Another critical ingredient in beating shame is to have a proper understanding of worthiness. More specifically we need to remember that worthiness has no prerequisites. In other words, we need to remember and believe that love, connection, and belonging are a birth right of every human being, and that no one should have to prove their worthiness to the world. This step can be particularly difficult to achieve in modern society, because our societies have become obsessed with performance and productivity, to the extent that a person’s value has become almost entirely attached to their productivity, and to the extent that constant exhaustion has become an indicator of a person’s value. These are ideals that heavily promote a culture of shame, especially in the workplace and in academic institutions.
We, as individuals and societies, need to start learning how to swap shame for accountability.

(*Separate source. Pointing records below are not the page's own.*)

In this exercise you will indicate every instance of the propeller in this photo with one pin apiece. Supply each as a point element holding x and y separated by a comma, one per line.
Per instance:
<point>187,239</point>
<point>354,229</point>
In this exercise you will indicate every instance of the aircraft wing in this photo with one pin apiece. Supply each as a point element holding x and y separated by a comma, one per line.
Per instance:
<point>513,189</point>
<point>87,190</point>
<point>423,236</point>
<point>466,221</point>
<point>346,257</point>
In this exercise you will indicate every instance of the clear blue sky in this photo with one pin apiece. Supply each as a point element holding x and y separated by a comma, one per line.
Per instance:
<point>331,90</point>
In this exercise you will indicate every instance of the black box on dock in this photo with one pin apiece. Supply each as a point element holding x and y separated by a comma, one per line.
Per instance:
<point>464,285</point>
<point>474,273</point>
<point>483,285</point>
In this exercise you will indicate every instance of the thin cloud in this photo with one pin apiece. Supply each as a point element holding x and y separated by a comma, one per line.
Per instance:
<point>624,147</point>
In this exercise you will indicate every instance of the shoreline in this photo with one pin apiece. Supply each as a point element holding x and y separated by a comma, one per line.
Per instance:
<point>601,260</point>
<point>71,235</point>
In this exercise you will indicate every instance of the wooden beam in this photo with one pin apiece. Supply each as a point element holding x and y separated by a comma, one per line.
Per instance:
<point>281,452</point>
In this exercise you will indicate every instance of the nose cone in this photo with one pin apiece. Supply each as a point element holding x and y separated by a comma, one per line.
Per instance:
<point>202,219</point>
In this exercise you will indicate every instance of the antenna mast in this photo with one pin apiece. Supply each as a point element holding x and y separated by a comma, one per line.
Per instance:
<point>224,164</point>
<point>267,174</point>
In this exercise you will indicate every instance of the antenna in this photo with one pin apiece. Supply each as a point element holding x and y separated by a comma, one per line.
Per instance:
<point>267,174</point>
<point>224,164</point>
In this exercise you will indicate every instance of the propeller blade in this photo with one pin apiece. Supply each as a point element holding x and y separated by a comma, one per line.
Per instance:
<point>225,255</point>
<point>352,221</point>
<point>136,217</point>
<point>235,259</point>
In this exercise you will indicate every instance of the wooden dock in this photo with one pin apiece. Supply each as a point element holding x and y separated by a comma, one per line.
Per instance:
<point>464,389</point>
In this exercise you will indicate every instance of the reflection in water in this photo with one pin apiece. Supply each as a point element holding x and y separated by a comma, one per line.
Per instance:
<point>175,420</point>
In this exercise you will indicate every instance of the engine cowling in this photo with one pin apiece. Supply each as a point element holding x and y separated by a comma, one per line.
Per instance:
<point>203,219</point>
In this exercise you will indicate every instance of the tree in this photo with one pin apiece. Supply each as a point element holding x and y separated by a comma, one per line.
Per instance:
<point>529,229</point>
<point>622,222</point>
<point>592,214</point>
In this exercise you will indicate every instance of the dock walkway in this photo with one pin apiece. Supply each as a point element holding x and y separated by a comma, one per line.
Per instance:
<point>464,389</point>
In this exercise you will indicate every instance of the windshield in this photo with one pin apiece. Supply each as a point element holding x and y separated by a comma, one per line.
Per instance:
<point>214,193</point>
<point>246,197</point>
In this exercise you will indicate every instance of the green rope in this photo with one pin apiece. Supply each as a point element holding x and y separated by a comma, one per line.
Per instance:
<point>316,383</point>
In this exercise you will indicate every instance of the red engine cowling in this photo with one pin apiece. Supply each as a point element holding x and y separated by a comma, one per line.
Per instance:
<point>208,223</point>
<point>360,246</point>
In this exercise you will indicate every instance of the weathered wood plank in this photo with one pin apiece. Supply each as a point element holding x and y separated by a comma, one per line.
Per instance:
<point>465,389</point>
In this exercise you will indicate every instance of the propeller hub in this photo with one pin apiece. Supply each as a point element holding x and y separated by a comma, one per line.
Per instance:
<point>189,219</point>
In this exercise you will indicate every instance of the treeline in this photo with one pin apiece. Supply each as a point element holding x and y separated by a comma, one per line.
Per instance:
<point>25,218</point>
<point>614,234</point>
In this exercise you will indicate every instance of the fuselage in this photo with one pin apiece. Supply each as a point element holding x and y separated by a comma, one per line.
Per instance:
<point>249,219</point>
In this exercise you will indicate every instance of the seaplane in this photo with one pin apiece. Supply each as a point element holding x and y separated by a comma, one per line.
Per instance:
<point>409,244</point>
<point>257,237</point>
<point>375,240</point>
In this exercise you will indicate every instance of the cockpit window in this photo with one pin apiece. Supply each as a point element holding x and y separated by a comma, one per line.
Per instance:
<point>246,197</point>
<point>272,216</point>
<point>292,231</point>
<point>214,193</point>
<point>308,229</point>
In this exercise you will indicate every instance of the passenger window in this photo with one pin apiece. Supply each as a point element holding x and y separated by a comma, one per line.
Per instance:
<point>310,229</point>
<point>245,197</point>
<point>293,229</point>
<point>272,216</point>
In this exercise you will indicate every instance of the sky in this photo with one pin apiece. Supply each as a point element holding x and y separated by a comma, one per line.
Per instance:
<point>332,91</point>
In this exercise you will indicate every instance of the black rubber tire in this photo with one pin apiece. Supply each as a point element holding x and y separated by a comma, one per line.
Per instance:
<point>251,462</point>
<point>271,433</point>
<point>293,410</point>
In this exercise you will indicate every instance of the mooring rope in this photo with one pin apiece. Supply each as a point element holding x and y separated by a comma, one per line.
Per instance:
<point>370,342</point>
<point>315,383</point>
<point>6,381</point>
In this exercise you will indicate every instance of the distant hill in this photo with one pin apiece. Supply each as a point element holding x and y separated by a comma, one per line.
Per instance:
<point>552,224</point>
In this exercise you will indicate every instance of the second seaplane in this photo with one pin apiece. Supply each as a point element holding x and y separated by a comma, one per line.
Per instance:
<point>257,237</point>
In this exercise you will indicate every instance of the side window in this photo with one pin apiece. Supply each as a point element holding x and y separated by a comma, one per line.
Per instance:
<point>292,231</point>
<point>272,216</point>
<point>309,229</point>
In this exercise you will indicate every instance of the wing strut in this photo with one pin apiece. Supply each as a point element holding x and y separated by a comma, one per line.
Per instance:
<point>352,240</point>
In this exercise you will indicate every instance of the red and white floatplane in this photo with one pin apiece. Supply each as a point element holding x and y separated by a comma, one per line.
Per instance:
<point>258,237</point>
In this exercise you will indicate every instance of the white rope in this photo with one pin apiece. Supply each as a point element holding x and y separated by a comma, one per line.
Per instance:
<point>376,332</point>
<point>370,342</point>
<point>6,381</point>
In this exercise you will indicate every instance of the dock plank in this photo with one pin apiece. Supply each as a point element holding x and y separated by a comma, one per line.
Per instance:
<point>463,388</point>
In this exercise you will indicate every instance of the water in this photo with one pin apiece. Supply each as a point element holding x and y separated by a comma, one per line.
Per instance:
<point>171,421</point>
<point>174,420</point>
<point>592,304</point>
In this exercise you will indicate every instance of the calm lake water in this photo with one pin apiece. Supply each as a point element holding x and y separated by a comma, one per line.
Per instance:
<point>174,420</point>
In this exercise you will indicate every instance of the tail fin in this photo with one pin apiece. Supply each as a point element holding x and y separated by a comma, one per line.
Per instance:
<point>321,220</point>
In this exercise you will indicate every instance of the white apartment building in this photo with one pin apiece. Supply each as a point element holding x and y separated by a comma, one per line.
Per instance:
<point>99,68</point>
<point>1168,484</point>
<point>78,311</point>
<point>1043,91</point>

Instead of beating ourselves and each other up for our flaws and mistakes, we need to learn how to separate them from our sense of self-worth and, instead, take responsibility for them and hold ourselves and each other accountable for our actions not for who we are. This is part of developing the skill of self-compassion, which is the ability to be kind to ourselves when we mess up, remembering that everybody makes mistakes and that this is simply human nature. Then, and only then, when our worthiness is no longer on the line, we can move on to accountability and self-improvement. We will find it easier to apologize, make up for our mistakes, and do better next time, if we are not stressed out of our minds about maintaining or proving our worthiness.
Last but not least, as individuals and societies, we seriously need to rethink our values, traditions, and social norms. We must identify those beliefs, values, and traditions that create unnecessary shame and misery for people, and we should evaluate whether we really need to hold on to them or police people who wish not to hold on to them. We may discover that many of them bring us too much harm and no benefit, and that letting go of them may help to create a more shame-free, and thus happier and more successful, society.
Brown, B (2007). I Thought It Was Just Me: Women Reclaiming Power and Courage in a Culture of Shame. Gotham, USA.
Brown, B (2010). The Gifts of Imperfection: Let Go of Who You Think You’re Supposed to Be and Embrace Who You Are. Hazelden Publishing, USA.
Gilligan, J (2003). Shame, Guilt, and Violence. Social Research</em>, 70(4), 1149-1180. Retreived from http://www.jstor.org/stable/40971965>
Neff, K (2011). Self-Compassion: The Proven Power of Being Kind to Yourself. HarperCollins, New York, USA.
O'Connor, LE; Berry, JW; Inaba, D; Weiss, J; Morrison, A (1994). Shame, Guilt, and Depression in Men and Women in Recovery from Addiction. Journal of Substance Abuse Treatment, 11:503-510.